1        Introduction
Data Warehouse (DW) failure statistics highlight the crucial role of RE in mitigating
system failure [1]. Hayen [2] refers to studies that indicate the typical cost of a DW
project to be one million dollars in the very first year. However, one-half to two-third
of these projects fail. One of the causes of this failure [1] is inadequate determination
of the relationship of the DW with strategic business requirements. These statistics
reinforce the need for RE for DW systems.

DWRE techniques identify DW structures like facts, dimensions and finally arrive at
star schema. DW structures are identified from existing systems, information gathered
from users’ of the DW or a combination of the two. DWRE techniques are classified
into three broad categories based on the nature and phases of the process. By nature
they can be top-down, bottom-up or mixed and by phases they can have a single-
derivation phase or multiple phases in which the process is performed.

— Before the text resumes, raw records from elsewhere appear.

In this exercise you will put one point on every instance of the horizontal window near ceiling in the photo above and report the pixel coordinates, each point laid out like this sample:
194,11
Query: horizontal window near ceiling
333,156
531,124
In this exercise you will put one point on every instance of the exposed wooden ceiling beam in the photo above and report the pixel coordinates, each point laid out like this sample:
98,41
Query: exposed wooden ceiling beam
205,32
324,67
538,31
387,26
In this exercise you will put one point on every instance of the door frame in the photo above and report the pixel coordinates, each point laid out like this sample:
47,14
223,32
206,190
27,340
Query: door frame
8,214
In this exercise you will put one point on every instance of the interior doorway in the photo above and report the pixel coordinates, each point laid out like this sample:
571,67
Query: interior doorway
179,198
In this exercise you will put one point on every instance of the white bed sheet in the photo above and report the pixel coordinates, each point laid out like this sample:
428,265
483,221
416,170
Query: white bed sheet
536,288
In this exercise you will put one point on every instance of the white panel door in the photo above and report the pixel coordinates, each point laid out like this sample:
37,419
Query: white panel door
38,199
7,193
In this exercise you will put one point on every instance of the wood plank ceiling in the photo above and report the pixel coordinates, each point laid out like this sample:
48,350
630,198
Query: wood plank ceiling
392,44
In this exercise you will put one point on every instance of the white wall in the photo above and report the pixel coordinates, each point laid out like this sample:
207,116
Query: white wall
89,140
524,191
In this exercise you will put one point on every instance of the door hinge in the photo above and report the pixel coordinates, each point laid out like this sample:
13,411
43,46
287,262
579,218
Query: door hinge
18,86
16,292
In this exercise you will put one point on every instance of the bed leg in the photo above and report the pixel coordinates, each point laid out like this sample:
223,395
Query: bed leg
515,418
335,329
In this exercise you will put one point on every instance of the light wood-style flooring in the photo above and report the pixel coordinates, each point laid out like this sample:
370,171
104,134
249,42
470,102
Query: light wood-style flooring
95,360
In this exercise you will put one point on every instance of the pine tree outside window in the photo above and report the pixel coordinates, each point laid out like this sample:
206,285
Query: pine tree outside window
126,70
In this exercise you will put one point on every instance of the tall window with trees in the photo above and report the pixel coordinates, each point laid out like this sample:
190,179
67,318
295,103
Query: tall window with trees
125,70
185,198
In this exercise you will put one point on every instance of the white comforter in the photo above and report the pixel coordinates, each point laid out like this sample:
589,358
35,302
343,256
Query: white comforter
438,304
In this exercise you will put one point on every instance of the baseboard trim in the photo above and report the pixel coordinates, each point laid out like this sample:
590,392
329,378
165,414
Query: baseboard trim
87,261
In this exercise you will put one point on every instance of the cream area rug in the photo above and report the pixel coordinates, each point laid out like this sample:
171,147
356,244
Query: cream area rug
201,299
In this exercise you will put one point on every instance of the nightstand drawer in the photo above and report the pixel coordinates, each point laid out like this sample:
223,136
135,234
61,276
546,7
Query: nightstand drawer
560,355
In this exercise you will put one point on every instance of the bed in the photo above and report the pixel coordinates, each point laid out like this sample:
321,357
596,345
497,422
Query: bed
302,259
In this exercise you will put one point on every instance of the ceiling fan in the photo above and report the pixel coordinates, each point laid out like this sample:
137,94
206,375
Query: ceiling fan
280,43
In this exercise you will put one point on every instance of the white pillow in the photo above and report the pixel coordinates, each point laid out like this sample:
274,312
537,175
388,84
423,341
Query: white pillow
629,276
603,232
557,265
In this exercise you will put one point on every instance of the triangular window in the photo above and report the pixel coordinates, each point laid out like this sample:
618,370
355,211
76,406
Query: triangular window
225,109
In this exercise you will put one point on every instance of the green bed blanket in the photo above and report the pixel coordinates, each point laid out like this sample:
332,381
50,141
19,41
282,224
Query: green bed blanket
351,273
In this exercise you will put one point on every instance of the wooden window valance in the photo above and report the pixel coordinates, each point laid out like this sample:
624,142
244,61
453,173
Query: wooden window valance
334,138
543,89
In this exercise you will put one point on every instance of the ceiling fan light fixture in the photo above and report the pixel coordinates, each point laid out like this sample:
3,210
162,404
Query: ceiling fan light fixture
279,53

A more detailed comparison of top-down, bottom-up and mixed approach is as
follows:
I.         Bottom-Up or Supply driven approaches assume that existing, already
available, information, needs to only be converted into the multi-dimensional form.
Thus, the starting point is existing data bases and data sources. Desired facts and
dimensions are then imposed on these available sources. There are two basic
approaches, (a) Database Driven approach that starts from existing databases [3], and
(b) ER schema driven approach that starts from ER schema [4].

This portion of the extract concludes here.